Wednesday, September 5, 2012

To the Wonder of the Tree of Life Fountain

   Recently those of us who obsessively follow movie news have been treated to the news that the new Terrence Malick movie To The Wonder has met with “divided” reviews. The “divided” is in quotes (you can reference that in this sentence) appears to be “critics” vs. “audience members.” Basically it boils down to the fact that the critics love it, and the audience... may not like it so much. (I personally think it should be settled with pistols at dawn.)

    I bring this up because it reminds me of an incident that happened back before I started this blog, which is something that I would have totally written about had it existed back then. Back in February, I went to go see the “AMC Oscar Showcase” which shows all of the movies that were nominated for an Oscar in one 24 hour glorious marathon. (I will be marathoning again this year, so look for that!) But one of the movies was Terrence Malick’s last movie Tree Of Life. I commented that I didn’t enjoy it. I was immediately told that I was “watching it wrong” (I should have watched it with my feet?) and that I didn’t “understand what he was trying to say.”

    Here’s the thing. I did understand what Malick was trying to do. I understood the story, I just didn’t like how he went about it. Long nature shots, a listing voice over, Sean Penn wandering around, and a story done in flashback that was supposed to represent a sort of coming of age, sort of compassion vs. cruelty that everyone goes through. Oh, and Jessica Chastain flying and rotating in the light. I just didn’t like it. I felt it was what happened when you got a film student, gave him Brad Pitt and a budget, and told him to cut loose. And when I tried to say I didn’t think it was a good movie, I was attacked. (Not literally, but you get what I’m saying.)

    Now these audience members are being attacked by more critics who claim they “don’t get it.” (ignoring the fact that movies are made for people seeing them.) But the whole thing goes with what I’m asking all along: What is art? Who says what is art and what is good. Here we have an audience that hates it, and a bunch of critics that love it. So, who is right?
 
   But, this little skirmish points out what I am saying all along: Who is it that determines that something is literary? That group of critics? The Audience? If I can find meaning in a book, but not in a "classic" then don't I determine what I can find?
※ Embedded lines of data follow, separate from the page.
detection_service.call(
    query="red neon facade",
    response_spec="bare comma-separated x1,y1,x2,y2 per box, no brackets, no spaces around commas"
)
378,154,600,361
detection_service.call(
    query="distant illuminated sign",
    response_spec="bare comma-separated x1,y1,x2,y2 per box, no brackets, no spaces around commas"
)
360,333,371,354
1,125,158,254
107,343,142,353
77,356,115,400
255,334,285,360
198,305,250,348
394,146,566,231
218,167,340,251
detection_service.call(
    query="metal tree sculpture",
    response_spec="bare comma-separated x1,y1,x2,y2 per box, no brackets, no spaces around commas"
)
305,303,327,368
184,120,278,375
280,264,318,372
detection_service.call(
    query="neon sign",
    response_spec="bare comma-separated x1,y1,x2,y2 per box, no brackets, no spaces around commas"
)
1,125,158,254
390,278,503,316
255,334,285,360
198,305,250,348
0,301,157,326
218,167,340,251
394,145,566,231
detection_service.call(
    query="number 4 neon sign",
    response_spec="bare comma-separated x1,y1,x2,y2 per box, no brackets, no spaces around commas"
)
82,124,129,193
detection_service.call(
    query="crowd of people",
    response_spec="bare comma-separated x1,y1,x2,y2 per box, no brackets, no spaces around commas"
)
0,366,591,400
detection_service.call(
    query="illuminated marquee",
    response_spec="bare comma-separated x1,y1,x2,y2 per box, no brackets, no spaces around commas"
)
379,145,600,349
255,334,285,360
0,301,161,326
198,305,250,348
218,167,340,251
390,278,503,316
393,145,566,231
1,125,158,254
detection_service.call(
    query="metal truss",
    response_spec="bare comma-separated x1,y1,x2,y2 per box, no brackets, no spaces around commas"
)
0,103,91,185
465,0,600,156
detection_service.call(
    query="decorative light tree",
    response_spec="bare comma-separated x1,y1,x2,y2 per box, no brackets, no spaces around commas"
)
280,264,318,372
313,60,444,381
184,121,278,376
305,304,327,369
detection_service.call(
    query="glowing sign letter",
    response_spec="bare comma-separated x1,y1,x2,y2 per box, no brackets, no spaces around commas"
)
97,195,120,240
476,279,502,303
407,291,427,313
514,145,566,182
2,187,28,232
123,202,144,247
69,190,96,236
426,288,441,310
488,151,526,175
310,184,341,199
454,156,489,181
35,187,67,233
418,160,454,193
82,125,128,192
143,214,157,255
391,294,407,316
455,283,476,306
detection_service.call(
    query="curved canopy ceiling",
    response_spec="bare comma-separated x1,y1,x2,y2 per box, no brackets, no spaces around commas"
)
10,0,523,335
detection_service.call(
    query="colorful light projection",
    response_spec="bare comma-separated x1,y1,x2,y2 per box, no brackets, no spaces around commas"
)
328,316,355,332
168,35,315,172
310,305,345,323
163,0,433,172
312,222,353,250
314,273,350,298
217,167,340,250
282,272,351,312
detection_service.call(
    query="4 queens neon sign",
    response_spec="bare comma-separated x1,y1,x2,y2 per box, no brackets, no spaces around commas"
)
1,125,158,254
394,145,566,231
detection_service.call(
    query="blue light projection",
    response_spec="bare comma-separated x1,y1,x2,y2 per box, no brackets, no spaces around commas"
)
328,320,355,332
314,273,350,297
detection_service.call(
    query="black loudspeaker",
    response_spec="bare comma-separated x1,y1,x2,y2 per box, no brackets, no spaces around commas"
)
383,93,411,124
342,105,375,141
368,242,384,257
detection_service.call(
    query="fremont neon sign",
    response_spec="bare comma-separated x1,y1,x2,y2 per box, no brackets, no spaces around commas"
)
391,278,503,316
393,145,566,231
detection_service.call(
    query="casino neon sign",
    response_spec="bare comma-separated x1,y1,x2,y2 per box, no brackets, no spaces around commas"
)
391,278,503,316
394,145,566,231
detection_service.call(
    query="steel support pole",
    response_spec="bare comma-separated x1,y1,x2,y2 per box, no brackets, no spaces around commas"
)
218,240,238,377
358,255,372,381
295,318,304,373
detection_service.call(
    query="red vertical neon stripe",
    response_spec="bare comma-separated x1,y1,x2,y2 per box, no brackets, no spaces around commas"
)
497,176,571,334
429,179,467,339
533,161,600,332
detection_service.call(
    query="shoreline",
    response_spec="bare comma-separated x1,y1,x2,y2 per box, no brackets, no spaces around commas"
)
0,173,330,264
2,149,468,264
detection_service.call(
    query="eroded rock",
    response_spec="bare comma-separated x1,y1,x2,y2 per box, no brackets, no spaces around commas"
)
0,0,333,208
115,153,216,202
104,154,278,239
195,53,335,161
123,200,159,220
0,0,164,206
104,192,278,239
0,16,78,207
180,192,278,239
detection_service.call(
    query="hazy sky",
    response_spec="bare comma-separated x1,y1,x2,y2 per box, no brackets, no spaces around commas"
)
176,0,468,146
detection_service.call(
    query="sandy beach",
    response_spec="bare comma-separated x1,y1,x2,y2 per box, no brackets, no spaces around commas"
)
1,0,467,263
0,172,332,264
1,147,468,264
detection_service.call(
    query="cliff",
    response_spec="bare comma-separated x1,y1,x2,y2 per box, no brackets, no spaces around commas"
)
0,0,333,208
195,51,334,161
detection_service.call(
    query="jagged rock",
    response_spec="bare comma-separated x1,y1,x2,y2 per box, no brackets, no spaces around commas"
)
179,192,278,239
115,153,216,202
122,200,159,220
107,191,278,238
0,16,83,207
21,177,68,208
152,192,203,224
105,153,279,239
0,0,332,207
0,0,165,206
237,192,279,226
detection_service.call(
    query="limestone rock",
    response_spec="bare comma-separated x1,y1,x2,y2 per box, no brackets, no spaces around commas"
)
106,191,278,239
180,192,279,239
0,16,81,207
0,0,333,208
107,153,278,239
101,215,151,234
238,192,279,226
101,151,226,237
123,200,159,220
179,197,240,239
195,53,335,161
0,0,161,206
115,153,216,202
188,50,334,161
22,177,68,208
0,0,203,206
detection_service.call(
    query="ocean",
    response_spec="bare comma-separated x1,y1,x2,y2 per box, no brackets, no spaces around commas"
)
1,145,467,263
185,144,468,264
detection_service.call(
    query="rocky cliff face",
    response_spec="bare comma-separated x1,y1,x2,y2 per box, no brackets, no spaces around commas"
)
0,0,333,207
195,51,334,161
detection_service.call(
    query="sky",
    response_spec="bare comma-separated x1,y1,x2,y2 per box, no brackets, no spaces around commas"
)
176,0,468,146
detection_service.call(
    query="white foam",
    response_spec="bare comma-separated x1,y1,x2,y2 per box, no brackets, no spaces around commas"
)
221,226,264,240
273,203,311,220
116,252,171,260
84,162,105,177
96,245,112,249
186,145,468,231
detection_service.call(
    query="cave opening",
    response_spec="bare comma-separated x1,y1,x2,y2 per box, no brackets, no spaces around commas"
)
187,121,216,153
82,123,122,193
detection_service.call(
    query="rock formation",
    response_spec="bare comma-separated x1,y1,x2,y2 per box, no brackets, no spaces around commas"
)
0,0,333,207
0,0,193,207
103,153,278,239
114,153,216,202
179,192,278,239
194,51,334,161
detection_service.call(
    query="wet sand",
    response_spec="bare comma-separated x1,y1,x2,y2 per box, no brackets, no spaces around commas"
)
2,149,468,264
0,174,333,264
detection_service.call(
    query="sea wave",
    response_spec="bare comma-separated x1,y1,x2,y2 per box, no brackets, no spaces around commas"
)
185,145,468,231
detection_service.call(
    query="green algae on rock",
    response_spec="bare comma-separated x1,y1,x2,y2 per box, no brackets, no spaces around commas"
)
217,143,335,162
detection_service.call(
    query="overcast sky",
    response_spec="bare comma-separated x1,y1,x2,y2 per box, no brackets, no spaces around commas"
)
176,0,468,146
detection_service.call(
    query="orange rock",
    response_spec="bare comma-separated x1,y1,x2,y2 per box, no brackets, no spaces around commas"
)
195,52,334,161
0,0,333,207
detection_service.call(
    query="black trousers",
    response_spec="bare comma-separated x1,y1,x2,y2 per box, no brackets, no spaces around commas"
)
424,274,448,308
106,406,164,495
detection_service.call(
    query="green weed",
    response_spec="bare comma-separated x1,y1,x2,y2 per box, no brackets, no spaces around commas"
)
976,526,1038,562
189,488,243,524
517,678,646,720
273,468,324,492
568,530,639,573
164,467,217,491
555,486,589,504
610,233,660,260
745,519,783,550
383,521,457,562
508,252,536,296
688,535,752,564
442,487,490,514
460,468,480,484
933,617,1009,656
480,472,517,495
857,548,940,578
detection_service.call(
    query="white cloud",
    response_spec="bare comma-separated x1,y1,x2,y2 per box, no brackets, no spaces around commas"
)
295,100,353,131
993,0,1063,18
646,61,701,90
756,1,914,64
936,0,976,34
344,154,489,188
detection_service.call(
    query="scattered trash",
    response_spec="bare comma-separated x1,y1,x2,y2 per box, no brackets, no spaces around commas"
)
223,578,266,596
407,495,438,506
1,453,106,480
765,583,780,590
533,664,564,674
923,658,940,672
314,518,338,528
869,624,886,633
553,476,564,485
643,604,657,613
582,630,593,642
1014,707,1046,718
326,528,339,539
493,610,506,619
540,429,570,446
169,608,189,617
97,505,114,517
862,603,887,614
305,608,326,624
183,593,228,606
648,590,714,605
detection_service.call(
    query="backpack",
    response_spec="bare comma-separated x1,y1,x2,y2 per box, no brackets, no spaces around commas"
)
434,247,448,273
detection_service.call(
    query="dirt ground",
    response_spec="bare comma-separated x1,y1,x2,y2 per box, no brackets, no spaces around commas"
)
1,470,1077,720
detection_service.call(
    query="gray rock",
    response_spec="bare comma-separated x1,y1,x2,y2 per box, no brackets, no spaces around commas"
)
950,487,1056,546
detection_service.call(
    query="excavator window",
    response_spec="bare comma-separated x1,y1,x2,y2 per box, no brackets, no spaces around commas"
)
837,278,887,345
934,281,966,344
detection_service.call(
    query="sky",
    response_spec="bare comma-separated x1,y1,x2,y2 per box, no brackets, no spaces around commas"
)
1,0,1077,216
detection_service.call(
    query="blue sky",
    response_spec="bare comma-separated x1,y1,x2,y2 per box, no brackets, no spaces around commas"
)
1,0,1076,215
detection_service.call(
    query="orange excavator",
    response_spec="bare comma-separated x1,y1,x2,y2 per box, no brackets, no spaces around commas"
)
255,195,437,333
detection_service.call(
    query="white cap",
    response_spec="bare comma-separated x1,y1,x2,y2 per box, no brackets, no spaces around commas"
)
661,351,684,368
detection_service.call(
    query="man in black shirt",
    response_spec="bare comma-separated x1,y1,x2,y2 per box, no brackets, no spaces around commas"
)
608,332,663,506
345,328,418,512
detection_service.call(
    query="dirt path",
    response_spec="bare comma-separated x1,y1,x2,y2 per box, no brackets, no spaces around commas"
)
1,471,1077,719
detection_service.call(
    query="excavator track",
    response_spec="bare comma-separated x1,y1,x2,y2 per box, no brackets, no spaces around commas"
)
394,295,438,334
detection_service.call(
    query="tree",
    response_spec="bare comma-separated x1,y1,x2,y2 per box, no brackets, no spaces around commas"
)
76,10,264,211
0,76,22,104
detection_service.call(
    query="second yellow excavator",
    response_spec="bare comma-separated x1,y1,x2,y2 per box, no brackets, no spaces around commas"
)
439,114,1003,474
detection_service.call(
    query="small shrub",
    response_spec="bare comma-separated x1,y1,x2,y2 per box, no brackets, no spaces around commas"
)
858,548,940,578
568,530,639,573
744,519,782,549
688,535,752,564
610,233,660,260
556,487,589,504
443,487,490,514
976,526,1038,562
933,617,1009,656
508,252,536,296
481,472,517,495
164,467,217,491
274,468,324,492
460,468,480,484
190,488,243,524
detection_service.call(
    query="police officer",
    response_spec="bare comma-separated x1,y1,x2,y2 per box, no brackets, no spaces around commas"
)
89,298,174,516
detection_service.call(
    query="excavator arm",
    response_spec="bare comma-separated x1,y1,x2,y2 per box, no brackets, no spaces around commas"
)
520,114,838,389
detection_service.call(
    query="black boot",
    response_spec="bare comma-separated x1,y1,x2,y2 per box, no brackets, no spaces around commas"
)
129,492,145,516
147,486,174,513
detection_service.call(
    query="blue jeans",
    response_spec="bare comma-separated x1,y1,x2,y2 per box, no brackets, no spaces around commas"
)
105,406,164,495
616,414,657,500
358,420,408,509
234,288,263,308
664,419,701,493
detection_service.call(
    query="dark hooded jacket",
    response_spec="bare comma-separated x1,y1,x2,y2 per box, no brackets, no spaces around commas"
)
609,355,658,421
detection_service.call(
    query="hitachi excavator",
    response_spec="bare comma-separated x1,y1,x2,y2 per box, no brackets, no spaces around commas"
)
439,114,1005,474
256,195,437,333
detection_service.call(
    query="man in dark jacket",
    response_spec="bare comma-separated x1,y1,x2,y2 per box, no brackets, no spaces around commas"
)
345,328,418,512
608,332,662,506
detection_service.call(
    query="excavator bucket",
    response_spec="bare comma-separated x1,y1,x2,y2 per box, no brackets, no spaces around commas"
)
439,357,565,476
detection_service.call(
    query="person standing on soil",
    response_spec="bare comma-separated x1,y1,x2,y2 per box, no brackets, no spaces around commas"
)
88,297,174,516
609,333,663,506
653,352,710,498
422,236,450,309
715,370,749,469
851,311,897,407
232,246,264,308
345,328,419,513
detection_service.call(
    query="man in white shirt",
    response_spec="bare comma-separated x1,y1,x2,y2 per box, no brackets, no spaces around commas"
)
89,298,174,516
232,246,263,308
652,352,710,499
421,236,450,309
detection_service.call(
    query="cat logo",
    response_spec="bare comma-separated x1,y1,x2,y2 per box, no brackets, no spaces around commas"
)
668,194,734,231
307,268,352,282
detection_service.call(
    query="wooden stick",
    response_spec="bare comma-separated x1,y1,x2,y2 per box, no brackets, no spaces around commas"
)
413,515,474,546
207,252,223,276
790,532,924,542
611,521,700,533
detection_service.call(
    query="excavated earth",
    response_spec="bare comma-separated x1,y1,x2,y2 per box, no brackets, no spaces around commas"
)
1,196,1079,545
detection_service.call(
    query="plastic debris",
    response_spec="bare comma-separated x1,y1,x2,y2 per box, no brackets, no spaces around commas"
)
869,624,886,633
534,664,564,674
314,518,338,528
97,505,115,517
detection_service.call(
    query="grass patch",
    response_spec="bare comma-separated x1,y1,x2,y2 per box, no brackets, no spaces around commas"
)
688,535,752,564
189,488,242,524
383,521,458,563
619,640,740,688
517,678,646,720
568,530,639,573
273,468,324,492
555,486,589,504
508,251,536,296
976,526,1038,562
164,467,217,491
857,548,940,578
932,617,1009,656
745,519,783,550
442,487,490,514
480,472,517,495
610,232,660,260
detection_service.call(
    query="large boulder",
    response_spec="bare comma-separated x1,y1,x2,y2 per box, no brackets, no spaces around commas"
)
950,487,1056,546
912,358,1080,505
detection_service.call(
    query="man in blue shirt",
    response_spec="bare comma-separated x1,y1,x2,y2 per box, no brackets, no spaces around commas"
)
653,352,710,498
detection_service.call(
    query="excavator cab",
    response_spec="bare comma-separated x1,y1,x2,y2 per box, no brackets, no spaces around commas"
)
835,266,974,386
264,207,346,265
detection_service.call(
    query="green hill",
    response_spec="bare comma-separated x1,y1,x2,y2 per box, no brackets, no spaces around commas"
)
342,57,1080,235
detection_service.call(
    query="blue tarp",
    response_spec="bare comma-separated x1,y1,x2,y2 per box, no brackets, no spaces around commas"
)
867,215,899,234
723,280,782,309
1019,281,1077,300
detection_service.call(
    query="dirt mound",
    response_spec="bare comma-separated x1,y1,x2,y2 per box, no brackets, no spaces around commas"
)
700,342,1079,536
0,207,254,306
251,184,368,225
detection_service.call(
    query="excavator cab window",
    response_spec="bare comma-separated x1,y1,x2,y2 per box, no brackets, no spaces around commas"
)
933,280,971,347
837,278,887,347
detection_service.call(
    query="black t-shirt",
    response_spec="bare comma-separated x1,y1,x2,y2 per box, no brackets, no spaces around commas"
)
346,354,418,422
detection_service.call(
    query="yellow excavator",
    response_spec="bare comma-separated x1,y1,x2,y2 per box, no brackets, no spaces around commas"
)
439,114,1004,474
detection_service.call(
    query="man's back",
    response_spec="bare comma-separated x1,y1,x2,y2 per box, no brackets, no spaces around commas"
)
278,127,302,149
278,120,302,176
    I don’t have an answer. What? Yes, I don’t currently have an answer.  That's the point. I can't determine what you will get out of something. These movies, and the work of Terrence Malick clearly prove that. There are a vocal group of people who don’t like it. There are a group of people who do.  Neither is wrong. Both have valid arguments. And just because someone gets something, or doesn't get something out of a movie doesn't invalidate your opinion of it. At this point I’m just sort of writing in circles. (Like a Terrence Malick film!)

    But for now, let's just forget the debate. I’m going to go watch the Fountain again. (Yes. I know he didn't work on that movie. I just liked it better.)